The Myth of Effective Multi-Tasking
The National Highway Traffic Safety Administration reports that in 2018, 2,841 people died and 400,000 people were injured in car accidents in which distracted driving likely played a part.
Anything from changing the radio station to eating while driving can distract you from the road, at least briefly. But using a cell phone is the most persistent and most dangerous way to get distracted. At any given time during daylight hours, on average about 481,000 people “are on their phones at any given daylight moment,” as NHTSA puts it. Hands-free telephonic engagement — with the help of headphones or earbuds, a dashboard phone system, or speakerphone — doesn’t really solve the problem.
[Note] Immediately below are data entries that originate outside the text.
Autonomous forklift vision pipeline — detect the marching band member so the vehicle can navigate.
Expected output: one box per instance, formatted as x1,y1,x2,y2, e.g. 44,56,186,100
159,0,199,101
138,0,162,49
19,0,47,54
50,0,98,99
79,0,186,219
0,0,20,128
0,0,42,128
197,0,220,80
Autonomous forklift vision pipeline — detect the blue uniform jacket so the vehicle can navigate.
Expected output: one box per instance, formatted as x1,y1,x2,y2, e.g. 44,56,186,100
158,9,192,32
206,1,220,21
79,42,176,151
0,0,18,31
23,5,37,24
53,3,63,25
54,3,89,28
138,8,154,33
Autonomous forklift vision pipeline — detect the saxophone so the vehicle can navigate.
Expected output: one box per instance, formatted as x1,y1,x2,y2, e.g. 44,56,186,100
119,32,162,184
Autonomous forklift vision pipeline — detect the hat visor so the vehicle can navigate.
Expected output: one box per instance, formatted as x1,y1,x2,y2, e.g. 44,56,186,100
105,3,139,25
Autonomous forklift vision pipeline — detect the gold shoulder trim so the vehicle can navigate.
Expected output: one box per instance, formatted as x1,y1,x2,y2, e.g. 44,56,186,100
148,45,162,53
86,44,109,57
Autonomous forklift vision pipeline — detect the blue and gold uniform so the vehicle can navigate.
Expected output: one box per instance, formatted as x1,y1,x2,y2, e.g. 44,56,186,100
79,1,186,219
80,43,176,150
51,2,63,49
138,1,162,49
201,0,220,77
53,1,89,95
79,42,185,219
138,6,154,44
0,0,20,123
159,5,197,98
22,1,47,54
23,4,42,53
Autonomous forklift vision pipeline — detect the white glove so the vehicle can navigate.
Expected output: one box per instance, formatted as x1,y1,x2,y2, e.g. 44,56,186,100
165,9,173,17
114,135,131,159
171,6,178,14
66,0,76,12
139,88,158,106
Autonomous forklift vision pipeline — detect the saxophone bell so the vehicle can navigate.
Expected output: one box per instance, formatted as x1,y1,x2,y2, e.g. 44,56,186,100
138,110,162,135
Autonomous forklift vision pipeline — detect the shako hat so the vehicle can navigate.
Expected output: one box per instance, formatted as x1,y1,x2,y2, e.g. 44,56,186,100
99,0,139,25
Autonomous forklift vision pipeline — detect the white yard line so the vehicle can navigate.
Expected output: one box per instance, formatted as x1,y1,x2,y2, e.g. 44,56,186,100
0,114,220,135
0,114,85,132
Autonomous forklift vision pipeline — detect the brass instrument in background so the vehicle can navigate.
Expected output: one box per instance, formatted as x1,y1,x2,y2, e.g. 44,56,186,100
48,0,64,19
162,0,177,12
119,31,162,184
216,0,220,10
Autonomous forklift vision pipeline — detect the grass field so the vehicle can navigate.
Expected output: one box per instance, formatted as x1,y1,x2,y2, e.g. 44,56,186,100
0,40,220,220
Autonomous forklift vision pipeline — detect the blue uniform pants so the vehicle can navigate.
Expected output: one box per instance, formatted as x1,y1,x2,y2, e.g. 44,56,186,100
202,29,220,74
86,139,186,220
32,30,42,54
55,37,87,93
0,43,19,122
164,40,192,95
Our minds have a hard time truly focusing on more than one task at a time. A study by the National Safety Council (NSC) concluded that multitasking in the sense of simultaneous mental focus is a myth. Often, when you are apparently doing two or more things simultaneously — for example, as a secretary in a busy office — what you really do is juggle. People good at juggling are said to be good at multitasking. “Brains can juggle tasks very rapidly, which leads us to erroneously believe we are doing two tasks at the same time,” the NSC researchers contend. “In reality, the brain is switching attention between tasks – performing only one task at a time.
Because vision is the form of sense perception that we need most in order to drive safely, talking on a cell phone — even hands-free — can make it harder for a driver to really see, interpret, and if necessary react to what he is looking at. According to the NSC:
Estimates indicate that drivers using cell phones look at but fail to see up to 50 percent of the information in their driving environment…. Drivers are looking out the windshield, but they do not process everything in the roadway environment that they must know to effectively monitor their surroundings, seek and identify potential hazards, and respond to unexpected situations.
Most Colorado drivers are at least sometimes distracted.
In 2017, the Colorado Department of Transportation (CDOT) conducted a survey of Colorado drivers. Eighty percent of respondents said that they have driven while distracted, 53 percent that they have driven while talking and holding a cell phone, and 54 percent that they have driven while talking on a cell phone hands-free.
The CDOT also reports that 15,000 crashes a year in the state involve distracted drivers.
Although the explosion of cell phone use has led many states to ban hand-held devices while driving, no state has entirely outlawed drivers from using cell phones while behind the wheel. This year, the Colorado Senate passed a bill to ban hand-held phones, but the legislation failed to emerge from a house committee. Currently, only drivers under 18 years old are forbidden to use a phone while driving in Colorado. It is illegal for any driver in the state to text and drive.
Regardless of the law, every driver should put the phone away while on the road. If you need to use the phone, find a safe place to pull over before making a call or responding to a text message.